Questions and Answers | 100% Correct |
A+ Verified | 2026
• Data transformation . Answer: scalable build system for data that leverages multimodal
compute to produce output datasets
• Pipeline Management . Answer: - capabilities combine change management, data
quality, and data loading features.
- enables fast, flexible, and scalable delivery of data pipelines while providing
robustness and security
- Data engineers can define health checks that guarantee only fully compliant data will
be deployed to production. Where issues are found, the platform provides diagnostics
on the discrepancies detected.
• Hyper Auto . Answer: support for Software-Defined Data Integration (SDDI) to not only
connect to ERP and CRM, but generate fast data pipelines that could then feed into the
Ontology to translate data into operational
• External Transformations . Answer: perform scheduled syncs and exports to external
systems using REST APIs. Recommended to use Code Repositories in Foundry to
write external Python transforms
• Dataset . Answer: - most essential representation of data, fundamentally a wrapper
around a collection of files stored in a backing file system that allows for perms, schema
management, version control and updates
- structured (tabular - parquet, csv)
- unstructured (images, video, PDFs)
- semi-structured (XML, JSON)
- transactions - git commands for the datasets (open, committed, updating)
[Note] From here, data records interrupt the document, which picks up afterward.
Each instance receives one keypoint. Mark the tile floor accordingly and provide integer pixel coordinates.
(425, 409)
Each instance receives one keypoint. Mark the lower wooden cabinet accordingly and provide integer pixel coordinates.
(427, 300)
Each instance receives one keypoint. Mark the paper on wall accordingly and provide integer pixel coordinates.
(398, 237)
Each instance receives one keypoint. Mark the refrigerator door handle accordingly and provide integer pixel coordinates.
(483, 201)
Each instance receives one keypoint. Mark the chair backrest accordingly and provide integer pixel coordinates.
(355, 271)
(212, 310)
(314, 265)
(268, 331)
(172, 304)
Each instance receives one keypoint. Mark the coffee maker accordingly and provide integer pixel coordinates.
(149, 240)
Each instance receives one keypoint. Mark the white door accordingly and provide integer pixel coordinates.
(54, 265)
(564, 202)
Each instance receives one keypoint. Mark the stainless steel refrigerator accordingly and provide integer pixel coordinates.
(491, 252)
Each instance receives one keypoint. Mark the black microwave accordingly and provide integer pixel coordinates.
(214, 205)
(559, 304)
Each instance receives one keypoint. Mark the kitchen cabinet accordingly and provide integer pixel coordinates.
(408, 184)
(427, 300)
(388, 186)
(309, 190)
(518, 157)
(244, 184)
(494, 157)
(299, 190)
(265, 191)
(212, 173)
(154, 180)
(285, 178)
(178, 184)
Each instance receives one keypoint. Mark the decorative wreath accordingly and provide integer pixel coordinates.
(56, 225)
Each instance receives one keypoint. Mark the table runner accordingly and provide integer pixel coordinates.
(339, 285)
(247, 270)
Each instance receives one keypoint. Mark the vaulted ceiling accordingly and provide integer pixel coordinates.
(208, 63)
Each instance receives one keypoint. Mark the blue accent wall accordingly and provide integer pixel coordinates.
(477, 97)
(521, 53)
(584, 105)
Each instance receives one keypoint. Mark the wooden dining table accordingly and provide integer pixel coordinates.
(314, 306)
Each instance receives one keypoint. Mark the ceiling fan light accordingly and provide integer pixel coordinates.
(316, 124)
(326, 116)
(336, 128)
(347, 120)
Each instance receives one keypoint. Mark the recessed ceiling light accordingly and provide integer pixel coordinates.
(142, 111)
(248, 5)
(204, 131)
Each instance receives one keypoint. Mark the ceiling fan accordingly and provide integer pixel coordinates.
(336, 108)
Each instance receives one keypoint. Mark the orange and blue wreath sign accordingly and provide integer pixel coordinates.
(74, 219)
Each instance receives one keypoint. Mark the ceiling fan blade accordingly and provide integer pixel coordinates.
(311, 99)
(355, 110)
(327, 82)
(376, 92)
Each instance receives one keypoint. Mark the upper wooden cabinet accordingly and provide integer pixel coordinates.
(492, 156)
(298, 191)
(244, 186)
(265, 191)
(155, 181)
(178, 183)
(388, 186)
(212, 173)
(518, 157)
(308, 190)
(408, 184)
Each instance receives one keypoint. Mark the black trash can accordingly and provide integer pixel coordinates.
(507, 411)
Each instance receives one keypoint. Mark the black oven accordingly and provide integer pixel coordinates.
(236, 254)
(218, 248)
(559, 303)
• Streams . Answer: similar to dataset, but a representation of data - wrapped around a
collection of rows that are tabular
- provides a lower latency view of the data
- hot buffer - low latency to pull from storage
- cold buffer - transferred over to this every few minutes to archive data
- high throughput and compressed stream types
• Media Set . Answer: Multiple files with common schema (file format), used to work with
high-scale, unstructured data (multiple pdfs)
• Jobs . Answer: ran on datasets to compute after changes
- jobspec - encapsulated by a job, and it is the definition of how a job should be
constructed
, - job types: data connection sync, code repository, health checks, analytical
applications, exports
• Schedules . Answer: used to run builds off of a trigger, which could be a time or
action/event
• Health checks . Answer: used to validate data quality that is scheduled
- job level, build level, and freshness check
• Virtual Tables . Answer: allows you to query tables in supported data platforms without
storing it in a dataset (so data coming from other places)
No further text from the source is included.